Physician-assisted Suicide and Euthanasia.
Should Physicians Heed requests to help patients take their own lives? This is the question which sparked a wide spread debate regarding the right of a patient to live or to die. These debates try to conclude whether such practices are mercy upon the dying or murder of a human being. Seventy to eighty percent of people in developed nations, such as the U.S. can expect to die of a condition with a long, downhill course. Even extremists from both sides of the arguments agree that there are certain cases where a physician assisted suicide or euthanasia should be an option. These such people also agree that there are certain cases where a life can be saved. The question arises as to where one draws the line. .

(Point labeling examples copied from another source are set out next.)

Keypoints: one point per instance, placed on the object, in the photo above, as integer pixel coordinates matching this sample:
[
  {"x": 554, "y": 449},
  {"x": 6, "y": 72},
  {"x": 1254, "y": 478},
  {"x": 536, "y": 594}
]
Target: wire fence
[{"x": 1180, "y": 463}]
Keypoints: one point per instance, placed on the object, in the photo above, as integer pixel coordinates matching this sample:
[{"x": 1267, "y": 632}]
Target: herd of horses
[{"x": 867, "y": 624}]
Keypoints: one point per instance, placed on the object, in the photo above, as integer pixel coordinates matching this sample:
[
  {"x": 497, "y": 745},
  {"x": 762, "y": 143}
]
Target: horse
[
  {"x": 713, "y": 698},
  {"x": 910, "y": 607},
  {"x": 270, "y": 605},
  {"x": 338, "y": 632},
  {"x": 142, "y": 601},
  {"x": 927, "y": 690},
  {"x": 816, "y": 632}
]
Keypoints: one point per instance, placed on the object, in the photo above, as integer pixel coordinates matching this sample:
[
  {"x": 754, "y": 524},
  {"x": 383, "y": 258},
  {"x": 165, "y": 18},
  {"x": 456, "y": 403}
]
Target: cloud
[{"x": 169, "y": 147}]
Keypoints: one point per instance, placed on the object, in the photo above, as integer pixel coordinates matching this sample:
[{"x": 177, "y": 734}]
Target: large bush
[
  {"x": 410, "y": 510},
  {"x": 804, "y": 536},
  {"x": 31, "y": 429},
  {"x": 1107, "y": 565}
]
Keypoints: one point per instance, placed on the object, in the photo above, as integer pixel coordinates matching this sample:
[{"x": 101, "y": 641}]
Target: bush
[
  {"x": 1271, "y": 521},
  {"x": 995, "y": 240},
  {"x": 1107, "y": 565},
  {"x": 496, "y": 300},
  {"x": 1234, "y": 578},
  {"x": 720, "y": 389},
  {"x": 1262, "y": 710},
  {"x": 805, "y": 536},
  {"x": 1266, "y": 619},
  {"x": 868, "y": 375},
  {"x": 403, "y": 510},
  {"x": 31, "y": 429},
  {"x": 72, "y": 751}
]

The fight to legalize physician assisted suicide of Euthanasia is gaining ground. It is viewed as a way to help suffering people. The strongest argument points out that any life worse than death should not be lived. These advocates believe that it is a doctor's duty to ease suffering even if this means assisting a patient in suicide. Healing can be viewed as relieving a person from a very difficult situation. The quality of the patient's life involves pain, but also involves common dignity. One should be able to make a "final exit" rather than suffer through a vegetable status. In many cases where a terminal illness is being fought, euthanasia should be a choice. Many family members of such terminally ill patients do not want to witness a drawn out dying process, which they find meaningless. .
Many arguments have arisen against the taking of a life. Some consider physician assisted suicide as "cold, heartless murder." In 1990, Janet Adkins was helped to her inevitable death by Dr. Kevorkian. Janet had alzheimer's disease. A related and sustainable concern which is related to the murder debate is the question of weather or not Amrican doctors would follow any statutes set up by the government.